Nouvelle Cordée, la meilleure façon de marcher contre le chômage

Publié le 20 novembre 2019 par Corinne Manoury
Phillipe, 58 ans, peu bavard et renfermé, a retrouvé le sourire à l'Esiam et ne compte pas s'arrêter de travailler avant 62 ans. © Laurie Bignonnet

Pendant quatre ans, la documentariste Marie-Monique Robin a suivi l’expérimentation “Territoires zéro chômeur de longue durée” à Mauléon, dans les Deux-Sèvres. En donnant la parole à celles et ceux qui ont retrouvé du travail et leur joie de vivre. Un film enthousiasmant, à voir d’urgence.

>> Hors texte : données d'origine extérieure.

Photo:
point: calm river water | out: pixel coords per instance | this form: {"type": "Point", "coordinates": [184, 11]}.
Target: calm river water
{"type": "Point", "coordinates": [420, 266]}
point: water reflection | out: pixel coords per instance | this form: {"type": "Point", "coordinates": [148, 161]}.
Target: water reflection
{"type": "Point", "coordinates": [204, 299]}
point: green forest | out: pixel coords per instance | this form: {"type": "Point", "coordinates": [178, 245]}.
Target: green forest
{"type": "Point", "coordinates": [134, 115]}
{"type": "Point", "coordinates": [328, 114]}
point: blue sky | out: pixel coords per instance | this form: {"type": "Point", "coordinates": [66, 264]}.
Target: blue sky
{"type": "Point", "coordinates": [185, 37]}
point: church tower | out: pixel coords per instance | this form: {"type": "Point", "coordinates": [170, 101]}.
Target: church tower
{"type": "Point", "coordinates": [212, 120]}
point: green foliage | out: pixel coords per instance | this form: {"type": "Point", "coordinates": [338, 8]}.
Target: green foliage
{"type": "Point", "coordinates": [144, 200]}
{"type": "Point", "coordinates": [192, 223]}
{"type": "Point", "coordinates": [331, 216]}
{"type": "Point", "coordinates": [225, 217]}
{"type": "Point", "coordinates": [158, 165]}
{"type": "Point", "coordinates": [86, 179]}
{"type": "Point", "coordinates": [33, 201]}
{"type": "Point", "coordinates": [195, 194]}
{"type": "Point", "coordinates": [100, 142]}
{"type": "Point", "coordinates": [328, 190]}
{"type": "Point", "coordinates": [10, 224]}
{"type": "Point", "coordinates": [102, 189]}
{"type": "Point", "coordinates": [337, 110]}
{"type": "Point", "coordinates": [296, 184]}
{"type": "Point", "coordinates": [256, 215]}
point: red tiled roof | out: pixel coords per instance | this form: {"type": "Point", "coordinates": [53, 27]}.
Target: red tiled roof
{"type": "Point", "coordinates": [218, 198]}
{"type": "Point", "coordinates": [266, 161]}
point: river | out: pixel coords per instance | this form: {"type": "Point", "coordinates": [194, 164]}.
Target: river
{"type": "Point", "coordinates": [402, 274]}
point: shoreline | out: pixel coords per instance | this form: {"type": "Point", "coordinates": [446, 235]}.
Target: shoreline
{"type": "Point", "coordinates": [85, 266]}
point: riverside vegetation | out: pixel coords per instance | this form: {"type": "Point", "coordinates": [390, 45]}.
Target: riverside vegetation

C’est un feel-good movie. Pourtant, ce n’est pas une fiction mais une histoire bien réelle que nous raconte le documentaire Nouvelle Cordée, en salles ce mercredi 20 novembre. Celle de Pierrick, Sylvie, Sébastien, Anne, Philippe et Philippe, Magali et Claire…

Ils ont entre 36 et 58 ans et tou.te.s ont connu une longue période de chômage. Certains ont un handicap. Parfois hérité de leur vie professionnelle d’avant, comme pour Sébastien ou Sylvie. Parfois dû à un accident de voiture, comme Magali, la menuisière, restée dix ans sans toucher les machines pour couper et travailler le bois.

Ceux qu’on appelait « les cassos »

C’est aussi un accident de la route qui a laissé Pierrick veuf, avec deux petites filles à élever seul. L’obligeant à chercher un emploi à temps partiel. Anne, elle, a fait un burn-out. Tandis que Philippe, qui était venu à Mauléon pour se rapprocher de son fils, s’est retrouvé à survivre au RSA. « Sans permis de conduire, impossible de trouver du travail, dit-il. Il faudra qu’on m’explique comment on peut s’insérer avec 460 euros par mois. »

« On nous appelait les cassos », confirme l’autre Philippe, que l’on voit petit à petit s’ouvrir. Depuis son embauche en CDI à l’Esiam, l’Entreprise solidaire d’initiatives et d’actions mauléonnaise, il est parti en vacances, s’est acheté un scooter et a renoué avec sa famille. Et puis, il ne boit plus.

L’embauche d’abord, le travail ensuite

L’Esiam, première “entreprise à but d’emploi” de France, a dégagé 200 000 € de chiffre d’affaires en 2018 et emploie aujourd’hui 70 personnes. Eux, ont été les pionniers. Ceux qui ont dessiné les contours de cette entreprise inhabituelle, à partir de 2015. Une entreprise qui « marche à l’envers », comme l’expliquent Claire et Magali, puisqu’elle embauche d’abord et trouve du travail ensuite. « C’est un défi à relever. On part de rien et on se demande ce qu’on peut faire », précise cette dernière.

Un défi que les spectateurs réalisent pleinement. Au premier jour d’embauche, le 3 janvier 2017, ils voient ainsi les salariés, un brin inquiets, commencer par faire le ménage dans les locaux désaffectés qu’on leur a attribués.

Les corps se redressent

Ce sont eux aussi, les pionniers, qui expliquent ce qu’est l’expérimentation “Territoires zéro chômeur de longue durée” initiée par l’association ATD Quart Monde et le député Laurent Grandguillaume : une réaffectation des coûts de compensation du chômage, des activités adaptées aux compétences de chacun des salariés et surtout, non concurrentielles. « Prendre la place de quelqu’un, le mettre au chômage, c’était impensable », dit Anne.

Au début de l’aventure, en 2015, les regards fuient un peu les caméras. Puis, les corps se redressent, la confiance revient, la parole se libère. Et si l’Esiam fermait ? Philippe ne peut l’envisager. Lui qui, à 55 ans, a contracté son premier crédit pour acheter un véhicule, son permis enfin passé. Anne estime, elle, que ce serait « un gâchis ». Plus optimiste, Magali, se dit aujourd’hui prête à rebondir.

« L’utopie existe ! »

« C’est un grand plaisir de filmer une histoire où l’intérêt des individus coïncide avec celui de la collectivité. Où le travail et la notion de service retrouvent tout leur sens », explique Marie-Monique Robin, la réalisatrice. Avant d’ajouter à l’attention de tous ceux qui pensent que c’est de l’utopie : « L’utopie existe, nous l’avons filmée ! » CQFD.